Con la Risposta n. 156 del 2025, l’Agenzia delle Entrate interviene su un tema di grande interesse per imprese e professionisti del settore energetico: l’applicazione del meccanismo del reverse charge (inversione contabile) alle installazioni di impianti fotovoltaici. Un chiarimento atteso, che distingue con precisione quando il reverse charge si applica e quando, invece, deve essere emessa fattura con IVA ordinaria.
Come Studio Cavallini & Partners, riteniamo che comprendere questa distinzione sia fondamentale: perché una corretta interpretazione fiscale è una garanzia di trasparenza e tutela per operatori, installatori e committenti. Vediamo cosa cambia.
Cosa chiarisce l’Agenzia delle Entrate
Il principio del reverse charge — previsto dall’art. 17, comma 6, lett. a-ter) del DPR 633/1972 — stabilisce che in alcuni casi il debitore d’imposta non è il fornitore, ma il committente del servizio. La risposta n. 156/2025 chiarisce che questo meccanismo non si applica a tutti gli impianti fotovoltaici, ma solo a quelli che costituiscono parte integrante dell’edificio.
In particolare, l’Agenzia distingue tra due situazioni:
- Impianti integrati in un edificio:
Se l’impianto fotovoltaico è installato sul tetto e non è accatastato autonomamente, è considerato parte dell’edificio. In questo caso si applica il reverse charge.
- Impianti autonomi o agrivoltaici:
Non rientrano nel regime del reverse charge:- le centrali fotovoltaiche installate su lastrici solari o aree di pertinenza di fabbricati, accatastate autonomamente in categoria D/1 o D/10;
- gli impianti agrivoltaici installati su terreni agricoli, poiché non sono funzionali né serventi a un edificio.

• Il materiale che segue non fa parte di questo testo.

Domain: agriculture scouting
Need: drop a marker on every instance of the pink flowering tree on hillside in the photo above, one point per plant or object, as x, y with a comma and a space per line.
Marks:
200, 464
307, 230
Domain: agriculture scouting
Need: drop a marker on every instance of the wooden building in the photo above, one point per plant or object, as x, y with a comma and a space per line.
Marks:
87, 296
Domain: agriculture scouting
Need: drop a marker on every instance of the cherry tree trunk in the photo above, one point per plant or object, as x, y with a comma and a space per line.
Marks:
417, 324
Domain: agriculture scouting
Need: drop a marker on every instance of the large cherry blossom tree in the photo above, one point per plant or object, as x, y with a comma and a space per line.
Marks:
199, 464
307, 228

Le parole dell’Agenzia delle Entrate
Come riporta l’interpello n. 156/2025:
“L’installazione di centrali fotovoltaiche poste sul lastrico solare (o su aree di pertinenza di fabbricati di un edificio), accatastate autonomamente in categoria D/1 o D/10, non costituendo un edificio né parte dell’edificio sottostante, non dovrà essere assoggettata al meccanismo del reverse charge.”
“Il descritto nesso funzionale con l’edificio non è rinvenibile per gli impianti agrivoltaici […] installati su un terreno agricolo e dunque non serventi a un edificio.”
Implicazioni pratiche
Sul piano operativo, il chiarimento ha conseguenze immediate per imprese e professionisti:
- per impianti accatastati autonomamente (D/1 o D/10) e impianti agrivoltaici su terreno agricolo, → le fatture devono essere emesse con IVA ordinaria;
- per impianti integrati in edifici, → resta applicabile il reverse charge.
In ogni caso, è essenziale verificare la categoria catastale e la destinazione d’uso dell’impianto prima di emettere o ricevere fattura. Una semplice disattenzione può comportare errori fiscali e sanzioni.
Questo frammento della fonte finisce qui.